Becky is off in the wood pouting when she realizes that these nazi scumbags have broken into her house and are quite literally torturing her family. Becky quickly understands that she’s going to have to fight back with all the colored pencils and broken rulers in her arsenal. Just like Kevin Mcallister, she knows the lay of the land better than these thugs, and she happens to know what they’re looking for too.
There’s a ton of fun to be had here, but it’s also not for the squeamish. BECKY doesn’t hold back when it’s time to get bloody, and some of the torture scenes may be triggering for some viewers. If you like your nasty home invasion thrillers with a side order of childish booby trap violence, this one is a must-see! Not to leave out the fact that this film also has one of the best uses of a Macguffin since Tarantino’s light-up briefcase in PULP FICTION. I know these plot devices annoy some viewers, but I absolutely loved it!
So, there you have it. My top picks for 2020. I know that this year has been weird, and there were certainly fewer offerings this time than in years past. But in the end there were still enough quality showings that I couldn’t even narrow it down to just 5. I was a little disappointed that there were no notable horror video games or shows to report on this time around, at least not for this writer. I mean THE LAST OF US PART II was RAD, but not quite horror…was it? Rest assured that we at FEAR FOREVER will continue to do our part in keeping you all informed in 2021.
If I may share a brief story with you all as my conclusion, I think there’s something to be learned from what we’ve all been through as a collective “we”. When I was a young film student I had a professor who was as big a horror fan as any of us.
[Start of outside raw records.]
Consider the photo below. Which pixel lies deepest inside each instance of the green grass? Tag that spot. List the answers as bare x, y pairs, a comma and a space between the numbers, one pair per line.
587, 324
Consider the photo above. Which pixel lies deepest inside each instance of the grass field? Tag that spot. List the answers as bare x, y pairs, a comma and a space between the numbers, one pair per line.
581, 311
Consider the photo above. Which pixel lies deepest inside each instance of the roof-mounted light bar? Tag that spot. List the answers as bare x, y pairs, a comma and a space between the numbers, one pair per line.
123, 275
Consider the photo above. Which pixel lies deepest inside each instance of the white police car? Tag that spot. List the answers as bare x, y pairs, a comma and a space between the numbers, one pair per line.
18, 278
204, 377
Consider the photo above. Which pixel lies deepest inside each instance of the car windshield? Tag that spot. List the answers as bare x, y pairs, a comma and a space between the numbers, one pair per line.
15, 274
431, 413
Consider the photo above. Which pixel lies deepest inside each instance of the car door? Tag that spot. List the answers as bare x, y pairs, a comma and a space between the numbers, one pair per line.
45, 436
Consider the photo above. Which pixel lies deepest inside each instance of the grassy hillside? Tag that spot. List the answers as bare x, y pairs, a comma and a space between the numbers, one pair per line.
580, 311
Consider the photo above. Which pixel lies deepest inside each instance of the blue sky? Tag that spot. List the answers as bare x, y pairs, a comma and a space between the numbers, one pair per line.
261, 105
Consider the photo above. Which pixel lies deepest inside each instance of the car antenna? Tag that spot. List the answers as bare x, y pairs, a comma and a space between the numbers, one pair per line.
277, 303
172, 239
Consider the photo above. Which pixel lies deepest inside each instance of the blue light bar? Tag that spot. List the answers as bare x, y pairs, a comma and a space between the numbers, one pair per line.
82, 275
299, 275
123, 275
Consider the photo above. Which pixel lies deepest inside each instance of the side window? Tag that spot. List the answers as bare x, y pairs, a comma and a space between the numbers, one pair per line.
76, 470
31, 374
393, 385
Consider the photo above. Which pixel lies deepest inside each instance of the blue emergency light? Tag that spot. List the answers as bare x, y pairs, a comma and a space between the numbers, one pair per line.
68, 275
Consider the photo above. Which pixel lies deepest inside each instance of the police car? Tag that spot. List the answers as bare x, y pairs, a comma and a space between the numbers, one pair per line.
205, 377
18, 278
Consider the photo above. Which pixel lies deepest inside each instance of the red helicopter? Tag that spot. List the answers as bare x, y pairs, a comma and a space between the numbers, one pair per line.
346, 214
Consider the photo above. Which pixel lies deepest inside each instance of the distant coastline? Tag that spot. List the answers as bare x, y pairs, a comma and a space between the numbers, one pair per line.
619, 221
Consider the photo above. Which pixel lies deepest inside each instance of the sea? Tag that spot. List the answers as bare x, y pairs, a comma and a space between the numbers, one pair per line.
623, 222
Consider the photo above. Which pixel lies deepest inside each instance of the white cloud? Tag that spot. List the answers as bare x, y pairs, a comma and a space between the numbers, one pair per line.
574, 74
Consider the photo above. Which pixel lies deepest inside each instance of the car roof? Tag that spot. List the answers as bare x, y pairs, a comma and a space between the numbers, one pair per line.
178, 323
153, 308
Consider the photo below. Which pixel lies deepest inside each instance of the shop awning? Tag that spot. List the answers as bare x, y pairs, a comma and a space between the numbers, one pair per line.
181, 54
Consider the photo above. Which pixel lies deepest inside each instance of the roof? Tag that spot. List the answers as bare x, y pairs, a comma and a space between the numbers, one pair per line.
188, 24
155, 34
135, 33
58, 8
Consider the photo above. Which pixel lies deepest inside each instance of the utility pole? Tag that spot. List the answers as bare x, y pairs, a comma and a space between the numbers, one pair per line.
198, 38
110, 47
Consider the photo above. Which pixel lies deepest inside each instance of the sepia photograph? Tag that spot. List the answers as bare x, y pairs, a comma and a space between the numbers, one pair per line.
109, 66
He often taught several lectures on the horror genre specifically. I remember him saying that horror films are the product of a society in turmoil. He cited the 1920 masterpiece THE CABINET OF DR. CALIGARI as basically being the first true horror film ever made in response to Germany’s loss in WWI and eventual restructuring. He went on to talk about other films and their political counterparts such as GODZILLA and even the entire New French Extremity movement. It was fascinating to see someone actually draw a line between societal unrest, and the cinema that was reacting to it. My point is, that if this film scholar is to be taken at his word….and after the entire world just faced one of it’s hardest challenges to date for the entirety of mankind…One might be able to conclude that in the coming months and years, we’re all going to be hit in the face with some truly extreme and reactionary cinema. As a connoisseur of the extreme, I say bring it on!…or maybe I should be careful what I wish for. Nonetheless, I believe that the pandemic will hopefully give rise to some of the most visionary and confrontational new talent the world has ever seen.
With that, I ask you all to raise your glasses to the future of horror cinema!